| Literature DB >> 27774277 |
Darren P Martin1, Ben Murrell2, Michael Golden3, Arjun Khoosal1, Brejnev Muhire1.
Abstract
RDP4 is the latest version of recombination detection program (RDP), a Windows computer program that implements an extensive array of methods for detecting and visualising recombination in, and stripping evidence of recombination from, virus genome sequence alignments. RDP4 is capable of analysing twice as many sequences (up to 2,500) that are up to three times longer (up to 10 Mb) than those that could be analysed by older versions of the program. RDP4 is therefore also applicable to the analysis of bacterial full-genome sequence datasets. Other novelties in RDP4 include (1) the capacity to differentiate between recombination and genome segment reassortment, (2) the estimation of recombination breakpoint confidence intervals, (3) a variety of 'recombination aware' phylogenetic tree construction and comparison tools, (4) new matrix-based visualisation tools for examining both individual recombination events and the overall phylogenetic impacts of multiple recombination events and (5) new tests to detect the influences of gene arrangements, encoded protein structure, nucleic acid secondary structure, nucleotide composition, and nucleotide diversity on recombination breakpoint patterns. The key feature of RDP4 that differentiates it from other recombination detection tools is its flexibility. It can be run either in fully automated mode from the command line interface or with a graphically rich user interface that enables detailed exploration of both individual recombination events and overall recombination patterns.Entities:
Keywords: horizontal gene transfer; lateral gene transfer; reassortment; sequence analysis software
Year: 2015 PMID: 27774277 PMCID: PMC5014473 DOI: 10.1093/ve/vev003
Source DB: PubMed Journal: Virus Evol ISSN: 2057-1577
Figure 1.The main elements of the RDP4 program interface.

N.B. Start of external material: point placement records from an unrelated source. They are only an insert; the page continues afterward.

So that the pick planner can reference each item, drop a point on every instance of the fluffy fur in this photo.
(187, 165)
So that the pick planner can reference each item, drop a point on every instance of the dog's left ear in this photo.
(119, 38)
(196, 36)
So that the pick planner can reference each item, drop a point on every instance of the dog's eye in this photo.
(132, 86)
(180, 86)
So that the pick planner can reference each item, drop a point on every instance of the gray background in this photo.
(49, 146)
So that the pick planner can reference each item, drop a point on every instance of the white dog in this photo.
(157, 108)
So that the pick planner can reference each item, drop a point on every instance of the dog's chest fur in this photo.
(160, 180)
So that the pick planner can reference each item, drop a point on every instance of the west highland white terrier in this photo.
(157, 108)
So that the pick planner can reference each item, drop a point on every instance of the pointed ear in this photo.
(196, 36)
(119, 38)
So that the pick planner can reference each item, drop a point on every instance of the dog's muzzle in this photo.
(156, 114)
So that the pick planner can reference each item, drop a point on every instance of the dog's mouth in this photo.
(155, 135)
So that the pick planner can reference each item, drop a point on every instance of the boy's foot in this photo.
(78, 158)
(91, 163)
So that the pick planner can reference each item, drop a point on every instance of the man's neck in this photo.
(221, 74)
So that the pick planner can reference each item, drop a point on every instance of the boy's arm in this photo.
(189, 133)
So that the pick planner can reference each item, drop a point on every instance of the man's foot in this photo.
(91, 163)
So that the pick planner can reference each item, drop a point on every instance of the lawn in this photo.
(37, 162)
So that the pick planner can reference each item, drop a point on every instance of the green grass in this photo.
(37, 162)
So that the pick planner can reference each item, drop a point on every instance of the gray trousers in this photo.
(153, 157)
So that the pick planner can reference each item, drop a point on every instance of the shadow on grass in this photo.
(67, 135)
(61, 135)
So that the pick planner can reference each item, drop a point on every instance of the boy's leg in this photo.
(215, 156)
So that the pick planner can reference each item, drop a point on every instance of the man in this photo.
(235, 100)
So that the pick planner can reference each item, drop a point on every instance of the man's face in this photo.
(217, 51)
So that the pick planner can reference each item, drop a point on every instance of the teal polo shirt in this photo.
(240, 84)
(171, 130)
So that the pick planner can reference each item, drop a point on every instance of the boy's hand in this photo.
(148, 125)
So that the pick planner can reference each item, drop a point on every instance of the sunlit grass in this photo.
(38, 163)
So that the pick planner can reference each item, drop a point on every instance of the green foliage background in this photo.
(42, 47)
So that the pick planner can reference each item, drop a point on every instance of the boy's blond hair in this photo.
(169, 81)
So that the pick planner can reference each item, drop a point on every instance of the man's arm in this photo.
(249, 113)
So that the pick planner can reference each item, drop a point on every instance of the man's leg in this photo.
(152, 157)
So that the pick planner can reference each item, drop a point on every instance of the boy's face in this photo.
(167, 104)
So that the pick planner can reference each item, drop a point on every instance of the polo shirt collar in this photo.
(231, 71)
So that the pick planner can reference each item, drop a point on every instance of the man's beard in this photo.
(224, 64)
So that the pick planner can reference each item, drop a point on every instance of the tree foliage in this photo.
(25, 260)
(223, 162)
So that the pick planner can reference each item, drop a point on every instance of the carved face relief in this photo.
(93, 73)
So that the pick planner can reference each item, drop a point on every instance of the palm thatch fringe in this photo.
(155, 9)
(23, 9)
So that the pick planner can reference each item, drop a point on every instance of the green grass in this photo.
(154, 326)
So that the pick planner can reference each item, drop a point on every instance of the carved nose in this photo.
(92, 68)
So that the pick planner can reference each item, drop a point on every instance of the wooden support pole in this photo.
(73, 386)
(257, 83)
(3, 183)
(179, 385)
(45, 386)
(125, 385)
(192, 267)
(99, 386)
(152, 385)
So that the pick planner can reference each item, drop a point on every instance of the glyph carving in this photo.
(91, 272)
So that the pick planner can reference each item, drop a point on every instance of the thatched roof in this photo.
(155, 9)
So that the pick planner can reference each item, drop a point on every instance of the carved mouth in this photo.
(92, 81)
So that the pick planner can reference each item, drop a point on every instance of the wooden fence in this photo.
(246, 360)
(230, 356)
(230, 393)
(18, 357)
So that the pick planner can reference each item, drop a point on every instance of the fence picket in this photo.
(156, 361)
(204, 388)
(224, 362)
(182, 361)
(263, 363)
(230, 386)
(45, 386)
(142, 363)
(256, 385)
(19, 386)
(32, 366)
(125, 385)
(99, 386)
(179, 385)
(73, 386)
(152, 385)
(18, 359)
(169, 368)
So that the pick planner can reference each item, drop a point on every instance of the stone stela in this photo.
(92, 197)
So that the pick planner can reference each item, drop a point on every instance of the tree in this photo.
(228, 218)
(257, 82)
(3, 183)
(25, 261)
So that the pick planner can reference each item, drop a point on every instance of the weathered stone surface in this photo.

The interface is split into four main resizable components: (1) a ‘zoomable’ sequence display that serves both as an alignment viewer and as a viewer of colour coded recombinant and parental sequences; (2) interchangeable tree/matrix/information displays that provide information on individual user-selected recombination events such as inferred breakpoint locations (and statistically plausible alternative locations), parental sequences (and phylogenetically plausible alternative parents), analysis warnings (such as if there is a high probability of recombinants and/or recombination breakpoints having been misidentified), and relative degrees of support by different analysis methods for detected recombination signals; (3) a schematic sequence display depicting colour-coded representations of the analysed sequences and the locations of detected recombination events; and (4) a plot display graphically illustrating the statistical evidence underlying the detection of individual user-selected recombination events.
Figure 2.Examples of tools that are available in RDP4 for visualising overall patterns of recombination. The dataset examined here is the foot-and-mouth disease virus (FMDV) full genome dataset analysed in Heath et al. (2006; see the file, Example3(FMDV).rdp, that is distributed with RDP4). (a) Population-scaled recombination rate plots indicating variations in basal recombination rates across FMDV genomes and the presence of a likely recombination cold-spot between nucleotide positions ∼2000 and ∼4000. (b) Recombination breakpoint density plots indicating the presence of two recombination breakpoint hotspots at nucleotide positions ∼1900 and ∼4100. (c) Recombination breakpoint pair matrix. The yellow-red spot indicates that whenever a breakpoint occurs at nucleotide position ∼1900, there is a very strong tendency for a second breakpoint to occur at position ∼4100 (i.e., positions 1900 and 4100 are not only breakpoint hotspots: they are a breakpoint hotspot pair). (d) Recombination region count matrix. The top half of the matrix indicates that nucleotide site positions that are bounded by the recombination hotspots indicated in (b) tend to be co-inherited from the same parental virus (indicated by the dark blue triangle representing all pairs of sites between nucleotide positions ∼1900 and ∼4100). The bottom half of the matrix indicates site-pairs that are significantly more (in blue) or less (in red) frequently co-inherited during recombination than would be expected under random recombination. (e) Phylogenetic compatibility matrices illustrating the overall phylogenetic impacts of recombination in this FMDV dataset. Both the Shimodaira–Hasegawa (upper half) and Robinson–Foulds (lower half) compatibility matrices demonstrate that phylogenetic trees constructed for different parts of region ∼2000 to ∼4000 (indicated by the large blue-green triangles off the diagonals of both matrices) tend to be less different from one another than phylogenetic trees constructed from similarly sized portions of sequence sampled from elsewhere along the alignment (indicated by red-orange colours): these matrices therefore support the finding in (a) that there is a recombination cold-spot between nucleotide positions ∼2000 and ∼4000.